As a great fan of the satirical flights of fancy of Kevin Myers, I thought for a moment that his efforts had been transferred to the front page. But for future guidance of The Irish Times, let me point out that the Concise Oxford Dictionary defines philosophical as "being skilled in, or devoted to, philosophy or learning".
But on closer inspection, Aristotle has nothing to fear. The speech turned out to be nothing more than Fianna Fail rules for letting the PDs pretend to be in Government.
What has such an exalted definition to do with the drab, dreary and draconian pre-nuptial agreement which Bertie Ahern presented to the PDs and pawned off as "philosophical"?
Far from philosophy, the Letterkenny speech reads more like the marriage agreement dictated by Charlo in Roddy Doyle's drama. Mary Harney is cast in the role of the woman who walks into doors. In her case it will be the closed door of Fianna Fail policy, according to Mr Ahern.
Let me spell out what Bertie Ahern was doing when he made that speech.
Basically, like any would-be bully, he was telling Mary Harney what the house rules would be from the time she gets up early in the morning to the time she goes to bed. He announced patronisingly that bigger parties in a coalition should only bring on board the "relatively non-controversial and obviously beneficial proposals of the smaller party
In other words what Mr Ahern has in mind is that his party, and his alone, will decide what is "non-controversial" and what is "beneficial", and accept only those ideas from their partners.

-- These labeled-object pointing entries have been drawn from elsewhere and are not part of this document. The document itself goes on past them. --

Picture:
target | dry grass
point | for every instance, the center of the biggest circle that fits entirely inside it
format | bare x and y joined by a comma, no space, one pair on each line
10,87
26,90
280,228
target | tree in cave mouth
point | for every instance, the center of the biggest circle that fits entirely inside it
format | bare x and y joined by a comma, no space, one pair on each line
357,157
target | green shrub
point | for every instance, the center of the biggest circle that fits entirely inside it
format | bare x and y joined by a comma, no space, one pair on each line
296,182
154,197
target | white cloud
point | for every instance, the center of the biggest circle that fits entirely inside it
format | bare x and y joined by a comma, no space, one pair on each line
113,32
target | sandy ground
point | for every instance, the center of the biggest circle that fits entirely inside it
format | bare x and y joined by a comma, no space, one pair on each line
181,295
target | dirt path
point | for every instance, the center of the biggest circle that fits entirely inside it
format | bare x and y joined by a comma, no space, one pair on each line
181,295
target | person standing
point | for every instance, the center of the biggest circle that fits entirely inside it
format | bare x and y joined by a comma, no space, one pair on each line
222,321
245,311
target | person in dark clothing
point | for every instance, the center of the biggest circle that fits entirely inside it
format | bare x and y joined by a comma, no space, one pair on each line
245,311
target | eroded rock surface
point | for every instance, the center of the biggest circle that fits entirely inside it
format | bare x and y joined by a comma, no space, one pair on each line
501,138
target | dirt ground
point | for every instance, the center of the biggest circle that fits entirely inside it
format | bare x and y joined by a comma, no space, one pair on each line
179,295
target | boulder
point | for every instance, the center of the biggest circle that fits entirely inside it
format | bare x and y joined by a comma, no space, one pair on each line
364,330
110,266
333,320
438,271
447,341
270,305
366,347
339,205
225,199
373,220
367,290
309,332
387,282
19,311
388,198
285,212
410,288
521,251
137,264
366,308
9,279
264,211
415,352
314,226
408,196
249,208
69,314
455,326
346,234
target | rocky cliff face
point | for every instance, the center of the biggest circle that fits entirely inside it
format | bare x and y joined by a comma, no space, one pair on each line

Combine that with the PDs' non- negotiable tax demands, and you have a recipe for grudge and grievance - not government by consensus.
This is typical of Bertie Ahern's political passive/aggressive style. He sets out aspirations for the relationships to be observed by other parties but the only acceptable position is for Fianna Fail to make all the decisions, just as they did when they excluded Mary Harney from the collapsed Northern peace talks in 1992.